By Strength Sensei CP

Publication Date: 2003

 

Ballistic stretching has gained an undeserved bad reputation, thanks to some physical therapists and athletic trainers who claim it’s a sure way to injure yourself.

If ballistic stretching were so stressful, every martial artist who emphasizes kicking in their style (Tae Kwon Do, Hapkido, Savate) would be dead, as would every rhythmic gymnast, artistic gymnast, ballet dancer, and diver. When performing the snatch lift, elite weightlifters rapidly position their bodies in extreme ranges of motion under load (some over double bodyweight!), and as such they are performing ballistic stretching. Nevertheless, the injury rate in this sport is relatively low.

Ballistic stretching, also called dynamic stretching, is a staple of their physical preparation. When the Philadelphia 76ers won the NBA championship in 1986, their strength and conditioning coach was a ballet teacher who used plenty of dance movements to teach the basketball players how to use the concept of acceleration and learn to relax the antagonistic muscles.

Ballistic stretching involves fast movements that place the muscles under a rapid, but very short-lived, stretch. Opponents of this type stretching will argue that the imposed stretch is too small in terms of time to be beneficial and increases the likelihood of muscle pull. These people fail to understand that the correlation between dynamic flexibility and static flexibility (r=0.42) is quite poor. As such, it’s possible that someone who can barely touch his mid-shins in a sit-and-reach test (static stretch) can kick you in the face (dynamic stretch). Similarly, someone who can go beyond his feet in a sit-and-reach test may barely be able to kick you in the navel.

The snatch is an example of a ballistic movement performed under load. Photo by Tim Scott, LiftingLife.com.

 

In the dynamic expression of flexibility, there’s more involved than the ability to relax the muscles and connective tissue. It also requires the ability to activate the antagonist muscle to put the muscles in a rapid stretch. Using our kicking example, you may able to stretch your hamstrings well in a slow sit-and-reach test, but you may not be able to activate the quadriceps at high speeds to place the hamstrings in a rapid stretch.

There is a correct way to perform ballistic stretches, however—the pendulum method. Don’t try to reach maximal range in the first stretch. Instead, build up to it so you are always in control of the movement. For example, to warm up for a high kick, you’d first kick at the ankle level for starters, then aim at mid-shin, the kneecap, and so on until you reach your maximal kicking height.
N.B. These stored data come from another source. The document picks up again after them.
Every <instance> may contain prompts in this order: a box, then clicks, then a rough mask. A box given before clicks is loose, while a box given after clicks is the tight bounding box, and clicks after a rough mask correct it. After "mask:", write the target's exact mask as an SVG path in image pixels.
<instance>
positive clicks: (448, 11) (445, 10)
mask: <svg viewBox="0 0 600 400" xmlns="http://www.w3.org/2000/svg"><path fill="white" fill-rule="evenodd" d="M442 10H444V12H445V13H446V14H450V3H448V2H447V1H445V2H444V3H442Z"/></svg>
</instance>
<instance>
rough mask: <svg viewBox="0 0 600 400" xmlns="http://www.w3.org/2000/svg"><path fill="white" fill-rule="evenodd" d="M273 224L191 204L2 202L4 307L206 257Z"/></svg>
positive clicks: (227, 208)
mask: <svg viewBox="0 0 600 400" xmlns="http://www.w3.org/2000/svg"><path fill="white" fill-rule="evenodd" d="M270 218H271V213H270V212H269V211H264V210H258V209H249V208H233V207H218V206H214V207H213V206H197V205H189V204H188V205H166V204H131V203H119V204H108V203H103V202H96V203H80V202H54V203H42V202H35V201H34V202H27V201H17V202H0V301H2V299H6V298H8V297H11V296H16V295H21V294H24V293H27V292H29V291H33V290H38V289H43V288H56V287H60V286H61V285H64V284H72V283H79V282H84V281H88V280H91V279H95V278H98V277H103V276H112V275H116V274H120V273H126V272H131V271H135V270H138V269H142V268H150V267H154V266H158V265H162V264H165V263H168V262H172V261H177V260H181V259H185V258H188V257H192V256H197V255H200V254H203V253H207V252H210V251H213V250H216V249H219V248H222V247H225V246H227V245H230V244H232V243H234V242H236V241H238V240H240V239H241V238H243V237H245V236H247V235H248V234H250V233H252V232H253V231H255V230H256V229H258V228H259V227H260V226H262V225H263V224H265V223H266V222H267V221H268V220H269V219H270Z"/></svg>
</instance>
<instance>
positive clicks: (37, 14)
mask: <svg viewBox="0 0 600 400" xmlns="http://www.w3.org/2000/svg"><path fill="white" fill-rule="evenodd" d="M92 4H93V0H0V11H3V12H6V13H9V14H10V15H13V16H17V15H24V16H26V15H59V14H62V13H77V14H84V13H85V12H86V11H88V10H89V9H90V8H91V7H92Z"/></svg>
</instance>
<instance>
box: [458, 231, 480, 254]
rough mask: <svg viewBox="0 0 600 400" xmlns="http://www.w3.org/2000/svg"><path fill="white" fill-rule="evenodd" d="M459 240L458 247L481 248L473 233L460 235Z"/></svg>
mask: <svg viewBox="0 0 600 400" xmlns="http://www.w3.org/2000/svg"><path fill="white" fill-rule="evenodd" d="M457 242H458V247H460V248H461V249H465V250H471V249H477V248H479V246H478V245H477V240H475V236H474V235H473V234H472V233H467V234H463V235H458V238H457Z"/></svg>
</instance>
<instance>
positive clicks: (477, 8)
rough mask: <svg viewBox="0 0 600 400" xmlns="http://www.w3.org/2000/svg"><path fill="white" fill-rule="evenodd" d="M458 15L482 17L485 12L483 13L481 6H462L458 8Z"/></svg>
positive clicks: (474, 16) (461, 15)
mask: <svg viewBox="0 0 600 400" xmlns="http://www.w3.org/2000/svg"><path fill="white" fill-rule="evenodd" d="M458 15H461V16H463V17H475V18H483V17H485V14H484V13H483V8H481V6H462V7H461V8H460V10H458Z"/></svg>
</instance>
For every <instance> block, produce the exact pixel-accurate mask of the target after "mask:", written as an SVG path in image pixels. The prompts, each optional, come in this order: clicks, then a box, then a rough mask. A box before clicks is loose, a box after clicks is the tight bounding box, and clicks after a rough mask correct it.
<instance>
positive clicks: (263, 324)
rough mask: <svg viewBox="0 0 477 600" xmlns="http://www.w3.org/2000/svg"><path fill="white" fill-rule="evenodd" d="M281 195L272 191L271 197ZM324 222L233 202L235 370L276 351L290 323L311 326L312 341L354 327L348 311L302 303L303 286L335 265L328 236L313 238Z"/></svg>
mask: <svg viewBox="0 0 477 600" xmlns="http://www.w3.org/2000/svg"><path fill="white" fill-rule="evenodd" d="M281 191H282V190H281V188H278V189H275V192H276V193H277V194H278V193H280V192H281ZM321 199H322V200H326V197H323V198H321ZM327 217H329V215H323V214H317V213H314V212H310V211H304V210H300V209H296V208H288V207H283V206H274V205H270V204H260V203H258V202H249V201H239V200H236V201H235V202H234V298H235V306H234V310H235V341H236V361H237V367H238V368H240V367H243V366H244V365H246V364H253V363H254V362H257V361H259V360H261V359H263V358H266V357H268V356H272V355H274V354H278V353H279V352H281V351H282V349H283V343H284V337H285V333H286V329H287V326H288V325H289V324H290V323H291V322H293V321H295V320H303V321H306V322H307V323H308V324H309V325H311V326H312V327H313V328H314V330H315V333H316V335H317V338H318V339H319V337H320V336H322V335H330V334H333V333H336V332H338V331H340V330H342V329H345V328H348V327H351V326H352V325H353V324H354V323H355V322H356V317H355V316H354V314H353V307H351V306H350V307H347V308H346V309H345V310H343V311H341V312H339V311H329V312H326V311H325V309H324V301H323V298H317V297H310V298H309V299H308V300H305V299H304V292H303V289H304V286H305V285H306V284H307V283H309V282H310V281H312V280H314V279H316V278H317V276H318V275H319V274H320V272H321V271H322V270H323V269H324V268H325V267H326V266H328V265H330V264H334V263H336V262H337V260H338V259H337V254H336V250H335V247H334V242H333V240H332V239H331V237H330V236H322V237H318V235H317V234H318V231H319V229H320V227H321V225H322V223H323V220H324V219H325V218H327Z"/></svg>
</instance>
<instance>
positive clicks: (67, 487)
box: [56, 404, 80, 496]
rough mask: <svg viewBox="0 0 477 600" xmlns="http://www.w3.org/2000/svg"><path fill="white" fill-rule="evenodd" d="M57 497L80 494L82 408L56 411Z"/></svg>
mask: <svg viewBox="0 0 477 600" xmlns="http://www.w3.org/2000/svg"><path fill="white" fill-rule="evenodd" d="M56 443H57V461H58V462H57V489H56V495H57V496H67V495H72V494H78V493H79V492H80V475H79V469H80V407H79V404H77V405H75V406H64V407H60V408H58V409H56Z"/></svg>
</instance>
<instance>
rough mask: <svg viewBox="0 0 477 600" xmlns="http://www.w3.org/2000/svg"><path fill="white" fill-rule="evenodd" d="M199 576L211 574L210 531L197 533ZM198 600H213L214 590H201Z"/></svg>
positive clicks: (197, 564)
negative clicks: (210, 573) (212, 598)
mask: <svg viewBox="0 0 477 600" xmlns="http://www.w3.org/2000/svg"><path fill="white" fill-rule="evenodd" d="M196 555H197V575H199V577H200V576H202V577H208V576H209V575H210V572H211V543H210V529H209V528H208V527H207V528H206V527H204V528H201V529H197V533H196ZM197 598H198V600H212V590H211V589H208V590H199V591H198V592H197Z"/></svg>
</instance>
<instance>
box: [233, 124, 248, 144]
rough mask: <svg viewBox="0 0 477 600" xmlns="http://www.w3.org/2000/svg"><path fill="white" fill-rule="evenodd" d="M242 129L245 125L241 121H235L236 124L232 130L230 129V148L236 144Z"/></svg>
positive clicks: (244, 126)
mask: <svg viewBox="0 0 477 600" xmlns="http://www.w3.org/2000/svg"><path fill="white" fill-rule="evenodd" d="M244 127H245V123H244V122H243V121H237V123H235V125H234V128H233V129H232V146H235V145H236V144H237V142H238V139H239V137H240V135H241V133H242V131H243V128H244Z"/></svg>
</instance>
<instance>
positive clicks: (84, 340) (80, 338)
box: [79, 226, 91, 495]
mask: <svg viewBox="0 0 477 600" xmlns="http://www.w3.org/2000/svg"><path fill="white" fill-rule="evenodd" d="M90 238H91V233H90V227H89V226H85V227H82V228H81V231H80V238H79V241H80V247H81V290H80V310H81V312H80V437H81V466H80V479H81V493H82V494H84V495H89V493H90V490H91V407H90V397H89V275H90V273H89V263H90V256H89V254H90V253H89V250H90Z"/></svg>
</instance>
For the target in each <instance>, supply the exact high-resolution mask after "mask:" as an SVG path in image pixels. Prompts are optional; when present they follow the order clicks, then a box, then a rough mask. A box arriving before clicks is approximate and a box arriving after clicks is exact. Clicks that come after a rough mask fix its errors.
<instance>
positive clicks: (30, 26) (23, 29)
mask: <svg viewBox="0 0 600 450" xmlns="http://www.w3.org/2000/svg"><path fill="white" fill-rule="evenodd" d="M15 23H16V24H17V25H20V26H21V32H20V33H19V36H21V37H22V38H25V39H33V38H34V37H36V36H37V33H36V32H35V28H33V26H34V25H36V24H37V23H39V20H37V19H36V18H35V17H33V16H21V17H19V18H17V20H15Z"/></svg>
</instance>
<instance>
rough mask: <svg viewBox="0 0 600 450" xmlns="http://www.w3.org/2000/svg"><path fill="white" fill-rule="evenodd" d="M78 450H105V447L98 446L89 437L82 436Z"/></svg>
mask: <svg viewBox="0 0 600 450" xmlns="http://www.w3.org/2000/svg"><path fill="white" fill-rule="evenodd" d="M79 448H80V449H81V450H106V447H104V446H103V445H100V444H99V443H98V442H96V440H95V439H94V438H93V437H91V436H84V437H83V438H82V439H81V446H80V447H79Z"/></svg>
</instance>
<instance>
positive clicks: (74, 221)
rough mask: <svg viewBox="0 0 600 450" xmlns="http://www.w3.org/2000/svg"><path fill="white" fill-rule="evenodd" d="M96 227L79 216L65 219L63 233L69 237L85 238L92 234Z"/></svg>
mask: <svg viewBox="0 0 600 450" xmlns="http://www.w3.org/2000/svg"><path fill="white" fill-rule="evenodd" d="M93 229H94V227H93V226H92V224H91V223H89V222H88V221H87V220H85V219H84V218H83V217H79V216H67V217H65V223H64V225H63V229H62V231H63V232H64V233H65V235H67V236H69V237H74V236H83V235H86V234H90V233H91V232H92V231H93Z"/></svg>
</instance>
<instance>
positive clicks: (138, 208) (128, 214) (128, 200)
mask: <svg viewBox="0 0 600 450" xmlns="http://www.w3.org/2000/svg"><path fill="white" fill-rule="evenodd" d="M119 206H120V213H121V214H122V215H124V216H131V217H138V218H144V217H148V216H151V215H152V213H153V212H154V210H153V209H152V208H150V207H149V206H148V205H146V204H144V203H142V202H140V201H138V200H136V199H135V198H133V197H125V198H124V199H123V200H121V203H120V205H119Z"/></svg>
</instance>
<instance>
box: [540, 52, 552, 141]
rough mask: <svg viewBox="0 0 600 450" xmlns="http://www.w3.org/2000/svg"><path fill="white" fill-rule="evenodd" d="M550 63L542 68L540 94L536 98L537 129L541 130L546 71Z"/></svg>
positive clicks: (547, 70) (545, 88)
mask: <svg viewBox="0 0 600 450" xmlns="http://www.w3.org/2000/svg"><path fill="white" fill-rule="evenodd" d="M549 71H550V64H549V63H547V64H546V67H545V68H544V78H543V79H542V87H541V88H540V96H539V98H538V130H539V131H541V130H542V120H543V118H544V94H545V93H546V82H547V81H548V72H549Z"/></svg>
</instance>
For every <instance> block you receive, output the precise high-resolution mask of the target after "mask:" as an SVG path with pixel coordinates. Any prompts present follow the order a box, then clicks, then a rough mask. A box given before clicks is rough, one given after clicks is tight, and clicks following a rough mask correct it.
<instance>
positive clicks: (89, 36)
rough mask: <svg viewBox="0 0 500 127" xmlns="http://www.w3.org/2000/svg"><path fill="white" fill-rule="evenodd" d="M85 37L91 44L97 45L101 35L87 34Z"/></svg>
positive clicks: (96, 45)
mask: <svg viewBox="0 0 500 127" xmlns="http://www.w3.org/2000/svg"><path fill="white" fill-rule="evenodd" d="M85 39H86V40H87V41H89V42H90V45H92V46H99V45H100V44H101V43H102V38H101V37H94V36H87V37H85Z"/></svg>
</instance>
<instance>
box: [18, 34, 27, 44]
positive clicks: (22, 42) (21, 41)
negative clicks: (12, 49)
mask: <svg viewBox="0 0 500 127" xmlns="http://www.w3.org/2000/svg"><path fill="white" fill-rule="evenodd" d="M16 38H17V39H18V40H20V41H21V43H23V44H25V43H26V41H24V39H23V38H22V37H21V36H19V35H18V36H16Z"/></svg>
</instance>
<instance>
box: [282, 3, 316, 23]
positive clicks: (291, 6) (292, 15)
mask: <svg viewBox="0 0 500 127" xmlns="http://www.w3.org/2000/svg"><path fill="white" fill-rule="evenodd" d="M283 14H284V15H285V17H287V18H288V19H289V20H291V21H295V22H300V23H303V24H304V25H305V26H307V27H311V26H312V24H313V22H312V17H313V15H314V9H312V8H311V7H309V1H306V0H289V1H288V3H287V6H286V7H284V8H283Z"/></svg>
But you definitely wouldn’t start with your best impression of a Jean-Claude Van Damme kick.

Of course, there are some weight training exercises where ballistic stretching is not appropriate—I certainly wouldn’t advocate bouncing the barbell off the chest in the bench press. I also don’t recommend bouncing out of the bottom with maximal loads in the squat, but consider that during the snatch and clean, the athletes are rebounding out of the low squat.

Stretching isn’t just about reducing injuries, it’s also about improving athletic performance. Determine the requirements of your sport and design an appropriate stretching program for you!